As configured out of the box, the Active Key takes you to Samsung's Activity Zone, which you can think of a bit like a widget hub: one tap of the Active Key and you've got at-a-glance access to weather, a compass and elevation gauge for your orienteering challenges, and convenient access to S Health, where you can track steps, assess your stress level, and track pulse and blood oxygen saturation with the phone's sensors. Some of those are more useful than others, but they're all just as easy to pull up.

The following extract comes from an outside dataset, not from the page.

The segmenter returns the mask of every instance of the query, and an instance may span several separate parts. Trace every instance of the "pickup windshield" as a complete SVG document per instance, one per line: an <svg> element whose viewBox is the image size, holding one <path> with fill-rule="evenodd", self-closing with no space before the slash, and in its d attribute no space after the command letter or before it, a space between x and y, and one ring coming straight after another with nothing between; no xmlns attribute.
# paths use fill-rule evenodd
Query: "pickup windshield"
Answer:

One big change for this year's Active model is the fingerprint scanner that's found itself embedded in the home button of flagship Galaxy S and Galaxy Note devices for the past couple years has finally migrated to Samsung's rugged phone. Recognition occasionally took a few goes before authenticating a stored finger, but most of the time a clean, head-on scan was successfully matched in the blink of an eye.

Processor and Memory

Best-in-class components refuse to let this phone down

All too often companies get to cut corners with rugged models; it wasn't that long ago when water-resistance was such a stand-out feature that it could almost forgive major performance trade-offs. But thankfully that's no longer the case, and Samsung very much does not make any sacrifices when it comes to the Galaxy S7 active's silicon.

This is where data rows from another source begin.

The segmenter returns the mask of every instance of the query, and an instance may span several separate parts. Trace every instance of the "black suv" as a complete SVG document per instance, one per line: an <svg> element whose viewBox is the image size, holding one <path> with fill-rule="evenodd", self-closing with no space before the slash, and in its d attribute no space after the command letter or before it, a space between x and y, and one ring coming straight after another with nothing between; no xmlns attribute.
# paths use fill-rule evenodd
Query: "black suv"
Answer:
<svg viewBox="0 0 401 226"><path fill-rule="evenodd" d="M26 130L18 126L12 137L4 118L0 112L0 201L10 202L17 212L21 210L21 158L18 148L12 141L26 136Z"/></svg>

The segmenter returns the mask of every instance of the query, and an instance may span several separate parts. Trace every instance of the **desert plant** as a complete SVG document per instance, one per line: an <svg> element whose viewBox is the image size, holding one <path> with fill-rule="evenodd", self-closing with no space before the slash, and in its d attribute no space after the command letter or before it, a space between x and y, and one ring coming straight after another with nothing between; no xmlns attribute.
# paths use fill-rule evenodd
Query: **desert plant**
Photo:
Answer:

The phone's powered by the same top-shelf Qualcomm Snapdragon 820 chip you'll find under the hood of the standard GS7, with an equally capable 4GB of RAM ready to have you juggling all your favorite apps with ease. The phone's available in a single 32GB storage option, but with microSD support (thanks to a combination SIM/storage expansion tray), you can easily push that capacity much higher, at least for media storage purposes.

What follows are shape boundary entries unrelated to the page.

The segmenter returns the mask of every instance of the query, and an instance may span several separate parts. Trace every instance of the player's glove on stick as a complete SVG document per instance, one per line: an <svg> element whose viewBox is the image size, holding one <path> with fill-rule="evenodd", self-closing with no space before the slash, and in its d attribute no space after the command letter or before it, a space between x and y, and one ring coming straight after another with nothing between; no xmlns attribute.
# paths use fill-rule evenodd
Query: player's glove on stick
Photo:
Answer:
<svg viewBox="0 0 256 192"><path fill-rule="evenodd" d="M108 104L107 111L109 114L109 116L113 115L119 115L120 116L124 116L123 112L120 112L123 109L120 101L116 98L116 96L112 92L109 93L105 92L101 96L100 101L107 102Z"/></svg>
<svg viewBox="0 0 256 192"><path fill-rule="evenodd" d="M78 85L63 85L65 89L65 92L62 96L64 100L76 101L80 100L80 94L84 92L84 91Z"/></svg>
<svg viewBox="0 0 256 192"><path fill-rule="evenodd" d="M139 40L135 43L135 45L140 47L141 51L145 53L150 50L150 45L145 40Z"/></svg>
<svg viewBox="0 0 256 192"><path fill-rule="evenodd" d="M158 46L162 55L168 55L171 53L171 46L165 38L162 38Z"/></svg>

Suffice it to say, you should feel confident throwing even the most demanding mobile titles at the Galaxy S7 active (though users without a microSD card should start planning early about just which apps they want living on their phone – that 32GB won't last forever).

AnTuTu Higher is better
Samsung Galaxy S7 Active 139915
Samsung Galaxy S7 136695
HTC 10 131088
Samsung Galaxy S7 edge 128191
Vellamo Metal Higher is better
Samsung Galaxy S7 Active 3583
Samsung Galaxy S7 3632
HTC 10 3578
Samsung Galaxy S7 edge 3198
Vellamo Browser Higher is better
Samsung Galaxy S7 Active 5152
Samsung Galaxy S7 5339
HTC 10 4418
Samsung Galaxy S7 edge 4840
JetStream Higher is better
Samsung Galaxy S7 Active 44.077
Samsung Galaxy S7 62.049
HTC 10 46.453
Samsung Galaxy S7 edge 60.315
GFXBench T-Rex HD on-screen Higher is better
Samsung Galaxy S7 Active 52
Samsung Galaxy S7 53
HTC 10 47
Samsung Galaxy S7 edge 52
GFXBench Manhattan 3.1 on-screen Higher is better
Samsung Galaxy S7 Active 28
Samsung Galaxy S7 29
HTC 10 13
Samsung Galaxy S7 edge 28
Basemark OS II Higher is better
Samsung Galaxy S7 Active 2411
Samsung Galaxy S7 1943
HTC 10 1806.33
Samsung Galaxy S7 edge 1761
Geekbench 3 single-core Higher is better
Samsung Galaxy S7 Active 2340
Samsung Galaxy S7 2327
HTC 10 2094.33
Samsung Galaxy S7 edge 2318
Geekbench 3 multi-core Higher is better
Samsung Galaxy S7 Active 5364
Samsung Galaxy S7 5455
HTC 10 4381.33
Samsung Galaxy S7 edge 5433


Fully equipped to interface with your world

The Galaxy S7 active's ability to access mobile networks is a bit of a mixed bag. The hardware's certainly well equipped to handle what you can throw at it, with support for over a dozen LTE bands in addition to a trio of 3G bands and the standard legacy support. But for all the phone is technically capable of doing, you're only going to be operating this puppy on AT&T's network – at least as its primary home. That's right: once again, Samsung's Galaxy S active phone is a carrier exclusive.

But looking past its mobile data for a moment, the GS7 active's also well equipped with Bluetooth 4.2 LE for interfacing with your accessories, supports high-speed 802.11a/g/b/n/ac/i/r Wi-Fi, and offers NFC for things like mobile payments or quickly connecting with new devices. There's even that magstripe emulation hardware for use with legacy retail terminals through Samsung Pay.